Have you sorted out the updates before 20100530 in /usr/ports/UPDATING (especially the KDE stuff mentioned 20100511) ? If yes, clean all working directories, update the ports tree and try again. If it doesn't help OR you haven't followed the UPDATING notes, remove all ports and reinstall from scratch (or follow the orders 20100530 and try again later).


----------



## mfaridi (Jun 14, 2010)

I update KDE stuff mentioned 20100511 . I have very old KDE and update it with read /usr/ports/UPDATING , but right now I want update all packages are depend on gettext


----------



## hydra (Jun 14, 2010)

Maybe the best thing would be to reinstall everything from scratch. Make a copy of /usr/local/etc, note down the output of *pkg_info*, then delete all ports with *pkg_delete -af*. Delete everything in /usr/ports except for the distfiles, create a backup and remove */var/db/ports*, remove /var/db/portsnap. Reboot your machine, download the ports infrastructure with *portsnap fetch extract* and use the attached script to rebuild your FreeBSD (I recommend doing fetch, config and then install while enjoying a bike-ride or something similar). Adjust the _$wish_ variable in the script to fit your needs.


----------



## mfaridi (Jun 15, 2010)

with your guide I must delete all thing and start from scratch , but I use FreeBSD in office and I use it for my work and if I start from begin , I have to spend many time to compile many thing and my boss do not let me , my system is production system and I use this system for check our server and services


----------



## hydra (Jun 15, 2010)

You don't really start from scratch, because your settings remain - all you need are the new binaries.

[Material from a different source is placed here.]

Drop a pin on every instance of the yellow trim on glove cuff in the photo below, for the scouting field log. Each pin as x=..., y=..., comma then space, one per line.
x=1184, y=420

It's your choice, either try later with the newer port tree, leave your system running as is (do you want to upgrade because of new some features ?) or delete everything and set up a light WM like Fluxbox. You should be able to compile it quite fast and while working in the minimalistic WM, you can compile KDE or GNOME. Besides, you can connect to servers from the console. Or you really need Xorg to work (OpenOffice, non-cli web-browser) ?


----------